Nobel Laureate Elie Wiesel knows the price of indifference to genocide. A survivor of the Nazi Holocaust, Wiesel spoke out a decade ago about the massacres in Rwanda — and for the past several years has been calling attention to the ethnic and political conflict in the Darfur region of Sudan. On April 30, Wiesel joined clergy, politicians including Sen. Barak Obama (D-Ill.), and actors like George Clooney at a rally in Washington, D.C., to urge the George W. Bush administration to take decisive action, such as backing the deployment of a multinational peacekeeping force, to stop the slaughter in western Sudan.
“Silence helps the killer, never the victims,” said Wiesel (Hon.’74), Boston University’s Andrew W. Mellon Professor in the Humanities. “And to the eyes of the victims, the world remains indifferent to their plight. We are here because we refuse to be silent.”
The gathering on the National Mall, one of a dozen events across the country Sunday sponsored by the Save Darfur Coalition, attracted about 15,000 people. “Darfur today is the capital of the world’s human suffering,” said Wiesel, the rally’s first speaker. “Darfur deserves to live. We are its only hope.”
More than 200,000 people have died and more than two million have been displaced in Darfur since violence erupted in February 2003, when two rebel groups — the Justice and Equality Movement and the Sudan Liberation Movement — intensified their armed struggle against the National Islamic Front regime in Khartoum. The government responded by supporting militias, known as Janjaweed, who began killing non-Arab ethnic Africans they consider sympathetic to the rebels.
Since 2004, the House and Senate have urged stronger peacekeeping missions in Darfur, and President Bush said last summer — and again last week — that the killings constitute genocide. This declaration was a departure from the cautious terminology used by the United Nations and some administration officials in describing the situation over the past two years.
Wiesel has been calling for not only a more intensive international humanitarian assistance effort, but also a willingness to warn the government of Sudan to cease and desist its practice of racial cleansing. “We are here because of leaders who are timorous, complacent, and unwilling to take risks,” he said. “We want them to take risks and stop the massacre.”
Wiesel, who won the Nobel Prize for Peace in 1986, has gained international recognition as a human rights activist and a distinguished scholar of religion and the humanities. Among his 40 books is the memoir Night, which chronicles his experiences in the Auschwitz and Buchenwald concentration camps.
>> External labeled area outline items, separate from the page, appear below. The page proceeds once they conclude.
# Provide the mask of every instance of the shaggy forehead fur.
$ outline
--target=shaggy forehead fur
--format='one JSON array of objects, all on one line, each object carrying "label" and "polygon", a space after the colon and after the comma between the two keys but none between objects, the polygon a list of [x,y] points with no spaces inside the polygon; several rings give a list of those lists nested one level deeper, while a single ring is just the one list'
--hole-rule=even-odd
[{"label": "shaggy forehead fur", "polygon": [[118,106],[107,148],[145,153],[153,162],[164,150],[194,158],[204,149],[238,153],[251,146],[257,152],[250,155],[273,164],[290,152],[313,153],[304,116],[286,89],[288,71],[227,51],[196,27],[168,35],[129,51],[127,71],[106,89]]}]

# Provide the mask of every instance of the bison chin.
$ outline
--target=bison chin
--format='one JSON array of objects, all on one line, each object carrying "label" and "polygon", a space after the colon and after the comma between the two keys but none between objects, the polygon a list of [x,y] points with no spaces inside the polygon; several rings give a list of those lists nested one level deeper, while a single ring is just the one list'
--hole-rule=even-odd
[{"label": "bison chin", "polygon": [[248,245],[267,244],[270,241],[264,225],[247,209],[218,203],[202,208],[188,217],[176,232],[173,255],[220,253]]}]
When nations repeatedly turn a blind eye to mass murder, Wiesel said, comparisons to the Holocaust are inevitable. “As a Jew, I’m here because when we needed people to help us, nobody came,” he said, therefore, those who have suffered have an obligation to help today’s victims of persecution. “I learned that suffering confers no privilege. It’s what we do with it. And that’s the moral message: not to stand by. Therefore, we are here.”
In western Sudan, some 7,000 African Union troops have failed to stop the violence, which is now spreading into refugee areas in neighboring Chad. Activists are calling on Bush to appoint a special envoy for Darfur. During ongoing peace negotiations, which recently faltered in Nigeria after rebels rejected an agreement, the plight of the two million refugees has worsened. On April 28, the U.N. World Food Program, citing lack of funds, said it was cutting rations in half.
“For the sake of humanity,” said Wiesel, “save Darfur.”